Avevano promesso l’occupazione di piazza Tahrir e lo hanno fatto. Dopo tre giorni di permanente sit-in, i movimenti egiziani non sembrano avere alcuna intenzione di mollare, almeno non prima di aver ottenuto le necessarie garanzie sulla realizzazione delle loro richieste più urgenti:
1) rilascio dei civili già condannati da tribunali militari e cancellazione dei processi militari per i civili;
2) istituzione di un tribunale speciale per gli assassinii della “rivoluzione di gennaio”;
3) licenziamento dell’attuale ministro dell’Interno e riforma del ministero stesso;
4) licenziamento dell’attuale procuratore generale;
5) celebrazione del processo a carico di Mubarak e dei membri della sua cricca per i crimini politici commessi contro il popolo egiziano;
6) cancellazione dell’attuale bilancio pubblico e creazione di un nuovo bilancio che risponda alle domande fondamentali dei poveri della nazione. La bozza del nuovo bilancio dovrà essere sottoposta a dibattito pubblico prima di essere adottata;
7) chiara e aperta definizione delle prerogative del Concilio Supremo delle forze armate.
La partecipazione in piazza è stata finora massiccia. Gli organizzatori parlano di centinaia di migliaia di persone, ma il numero è variabile, considerato che il sit-in si protrae ormai da molte ore. In ogni caso, la solidarietà attorno al movimento “25 gennaio” cresce. Ad unirsi con esso, infatti, è giunta anche la “Federazione egiziana dei sindacati indipendenti” e altre manifestazioni di solidarietà si sono organizzate in altre città. A Port Said, inoltre, centinaia di manifestanti hanno iniziato lo sciopero della fame in segno di solidarietà con gli attivisti di piazza Tahrir. L’organizzazione dei “Fratelli Musulmani”, invece, – che vive ormai un conflitto interno molto acceso tra i vertici dell’organizzazione che mantengono un atteggiamento particolarmente ambiguo e la base che spinge per abbracciare la causa dei movimenti – si è affacciata venerdì in piazza, dove ha costruito anche un suo grande palco, ma dopo poche ore ha abbandonato la postazione dichiarando di non voler partecipare al sit-in.
La manifestazione, sinora, si è svolta pacificamente e in piazza Tahrir non si è visto nessun poliziotto, così come il governo provvisorio egiziano aveva già promesso ai manifestanti.
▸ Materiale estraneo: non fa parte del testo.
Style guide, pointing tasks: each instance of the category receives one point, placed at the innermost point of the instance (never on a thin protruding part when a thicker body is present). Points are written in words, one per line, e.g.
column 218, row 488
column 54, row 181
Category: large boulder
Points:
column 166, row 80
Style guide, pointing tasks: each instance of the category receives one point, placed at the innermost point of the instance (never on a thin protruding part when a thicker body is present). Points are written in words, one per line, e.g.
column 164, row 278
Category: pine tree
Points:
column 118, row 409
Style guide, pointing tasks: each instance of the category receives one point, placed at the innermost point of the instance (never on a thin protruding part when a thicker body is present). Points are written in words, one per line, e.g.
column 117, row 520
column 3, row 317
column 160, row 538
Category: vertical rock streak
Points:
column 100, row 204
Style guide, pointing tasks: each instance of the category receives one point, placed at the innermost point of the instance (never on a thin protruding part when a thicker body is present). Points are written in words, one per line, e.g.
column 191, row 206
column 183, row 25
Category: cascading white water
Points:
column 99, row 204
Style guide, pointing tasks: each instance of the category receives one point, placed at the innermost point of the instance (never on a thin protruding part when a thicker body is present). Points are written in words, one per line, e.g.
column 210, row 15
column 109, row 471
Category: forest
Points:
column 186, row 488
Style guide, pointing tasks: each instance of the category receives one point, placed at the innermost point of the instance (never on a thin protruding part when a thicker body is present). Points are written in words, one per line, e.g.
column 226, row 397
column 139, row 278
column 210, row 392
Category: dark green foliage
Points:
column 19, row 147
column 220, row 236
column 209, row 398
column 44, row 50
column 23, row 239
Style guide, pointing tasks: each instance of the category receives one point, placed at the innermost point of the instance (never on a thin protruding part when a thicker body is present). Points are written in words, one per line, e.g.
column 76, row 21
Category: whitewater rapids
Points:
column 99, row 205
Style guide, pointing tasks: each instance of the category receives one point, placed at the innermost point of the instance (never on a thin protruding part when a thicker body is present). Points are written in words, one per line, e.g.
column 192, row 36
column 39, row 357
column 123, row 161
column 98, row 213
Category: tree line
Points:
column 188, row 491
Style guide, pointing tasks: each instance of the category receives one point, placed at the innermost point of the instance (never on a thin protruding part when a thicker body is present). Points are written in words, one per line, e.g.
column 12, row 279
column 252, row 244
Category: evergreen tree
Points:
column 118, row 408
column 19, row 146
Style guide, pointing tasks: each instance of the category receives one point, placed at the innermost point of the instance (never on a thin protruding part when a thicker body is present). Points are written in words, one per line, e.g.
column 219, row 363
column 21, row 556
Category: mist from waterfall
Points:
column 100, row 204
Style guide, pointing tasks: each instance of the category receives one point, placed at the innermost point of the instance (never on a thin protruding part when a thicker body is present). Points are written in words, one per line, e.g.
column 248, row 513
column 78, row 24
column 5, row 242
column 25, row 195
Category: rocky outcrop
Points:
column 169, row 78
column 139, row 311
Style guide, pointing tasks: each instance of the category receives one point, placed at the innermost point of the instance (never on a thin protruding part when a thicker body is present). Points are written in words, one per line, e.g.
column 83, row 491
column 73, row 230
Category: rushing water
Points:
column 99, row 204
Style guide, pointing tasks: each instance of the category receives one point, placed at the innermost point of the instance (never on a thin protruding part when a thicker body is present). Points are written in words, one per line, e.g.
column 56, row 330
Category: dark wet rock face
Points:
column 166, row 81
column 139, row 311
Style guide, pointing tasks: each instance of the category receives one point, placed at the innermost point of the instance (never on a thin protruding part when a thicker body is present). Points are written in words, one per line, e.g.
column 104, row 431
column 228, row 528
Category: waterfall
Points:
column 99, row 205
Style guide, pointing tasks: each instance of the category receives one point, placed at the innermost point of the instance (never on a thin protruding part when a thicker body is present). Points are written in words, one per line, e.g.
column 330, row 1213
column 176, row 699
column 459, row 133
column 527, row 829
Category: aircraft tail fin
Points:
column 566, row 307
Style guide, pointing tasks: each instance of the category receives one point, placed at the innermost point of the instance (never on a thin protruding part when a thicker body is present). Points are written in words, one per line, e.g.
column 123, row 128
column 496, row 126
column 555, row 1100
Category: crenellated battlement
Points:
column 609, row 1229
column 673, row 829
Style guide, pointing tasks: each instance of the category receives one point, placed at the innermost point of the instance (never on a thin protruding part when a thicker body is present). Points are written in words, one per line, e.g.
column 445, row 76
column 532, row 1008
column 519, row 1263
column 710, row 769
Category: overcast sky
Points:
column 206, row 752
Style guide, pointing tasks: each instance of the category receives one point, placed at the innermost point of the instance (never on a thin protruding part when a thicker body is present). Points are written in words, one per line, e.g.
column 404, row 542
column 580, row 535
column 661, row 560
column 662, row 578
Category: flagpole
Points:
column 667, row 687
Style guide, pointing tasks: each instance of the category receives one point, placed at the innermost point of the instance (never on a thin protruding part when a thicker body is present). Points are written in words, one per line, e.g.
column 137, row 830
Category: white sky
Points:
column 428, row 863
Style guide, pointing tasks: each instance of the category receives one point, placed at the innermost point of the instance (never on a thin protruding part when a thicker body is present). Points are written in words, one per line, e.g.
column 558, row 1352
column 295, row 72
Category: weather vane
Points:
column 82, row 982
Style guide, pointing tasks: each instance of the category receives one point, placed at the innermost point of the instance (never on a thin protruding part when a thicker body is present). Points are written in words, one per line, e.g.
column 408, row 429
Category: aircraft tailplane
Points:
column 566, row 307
Ma vi è di più. E’ di ieri sera la notizia del licenziamento di 700 poliziotti che si sono macchiati di crimini durante i giorni della rivolta contro Mubarak.
Le proteste di piazza Tahrir non sono però l’unico motivo di preoccupazione per l’attuale governo in carica. Il fronte caldo delle lotte sembra spostarsi sempre più verso il Canale di Suez, che sta diventando ormai il centro delle lotte dei lavoratori per l’aumento dei salari e il miglioramento delle condizioni lavorative. Dura da più di tre settimane, infatti, l’ultimo sciopero di 2.200 dipendenti dell’Autorità del Canale di Suez, i quali chiedono, tra l’altro, l’aumento del 40% dei loro salari.
Le ondate di scioperi che attraversano in questi giorni l’Egitto dipendono certamente dal nuovo clima politico che ora lì si respira, ma non possono neanche dirsi una assoluta novità. Secondo un recente rapporto sulle condizioni dei lavoratori in Egitto, tra il 2004 e il 2008, circa 1,7 milioni operai e manovali hanno partecipato a 1.900 scioperi. Questo dato – che, ovviamente, non comprende le proteste e le manifestazioni dell’anno scorso – rivela, meglio di ogni altro, il terreno sociale e politico in cui sono stati forgiati gli attuali movimenti.